Dr. Lawrence Butler, The Bridge Church, Pembroke.
Introduction to II Thessalonians – The Apostle Paul is the author of this book, and identifies himself as such in 1:1 and 3:17. Apparently Silvanus (Silas) and Timothy were with Paul when he wrote this epistle. The date of this writing is thought to be somewhere around A.D. 51 or 52. The church at Thessalonica had a great revival as recorded in Acts 17: 1-4. Unfortunately, there was also great opposition. Some Jews believed and accepted Christ as Savior, and a great number of devout Greeks and chief women became Christians. But, a large number of Jews withstood the gospel and Paul had to leave. This pressure had continued to grow, and persecution soon broke out.
As a result of these circumstances, seeds of false doctrine had been sown, and the behavior of the people had become somewhat disorderly. Thus, when Paul wrote this letter, he addressed these points with those who were: 1) discouraged by persecution; 2) deceived by false teachers who had confused them; and 3) disobedient to divine commands. He offered comfort for the persecuted (1:3-12), correction for the deceived and frightened (2:1-15), and confrontation for the disobedient and undisciplined (3:6-15).

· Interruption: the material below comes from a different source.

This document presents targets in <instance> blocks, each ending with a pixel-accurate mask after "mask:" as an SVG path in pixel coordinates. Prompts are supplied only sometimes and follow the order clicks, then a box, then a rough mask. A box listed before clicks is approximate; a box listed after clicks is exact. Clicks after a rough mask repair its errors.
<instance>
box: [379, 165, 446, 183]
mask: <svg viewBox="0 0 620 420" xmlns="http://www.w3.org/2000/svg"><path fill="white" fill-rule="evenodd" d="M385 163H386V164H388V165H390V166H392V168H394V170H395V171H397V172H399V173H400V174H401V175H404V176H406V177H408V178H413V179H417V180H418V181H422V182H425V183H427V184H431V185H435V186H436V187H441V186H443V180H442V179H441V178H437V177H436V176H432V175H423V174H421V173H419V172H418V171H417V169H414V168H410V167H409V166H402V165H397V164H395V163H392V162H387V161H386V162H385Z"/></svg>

It is my intent to focus on 2:1-12 and the prophetic teaching found herein. “Now we beseech you, brethren, by the coming of our Lord Jesus Christ, and by our gathering together unto him, That ye be not soon shaken in mind, or be troubled, neither by spirit, nor by word, nor by letter as from us, as that the day of Christ is at hand” (II Thess. 2:1-2). Most of this chapter concentrates on the return of our Lord Jesus Christ and the events surrounding it.
Apparently, false teaching had arisen that the Rapture of the church either had already occurred or would not occur until after tribulation (see II Tim. 2:18). In Thessalonica, there was teaching that they were already in the Day of Christ (Day of the Lord, II Pet. 3:10). The church was undergoing such persecution that some felt they were in the Day of the Lord already, contrary to Paul’s teaching, and were very discouraged and needing comfort. It seems three potential methods were used to present this false doctrine – spirit, word and letter. “Spirit” would most likely refer to a prophet claiming divine revelation. “Word” would probably mean a sermon or speech. “Letter” seems to imply a written report, possibly presented as being from Paul. This epistle disavows them all!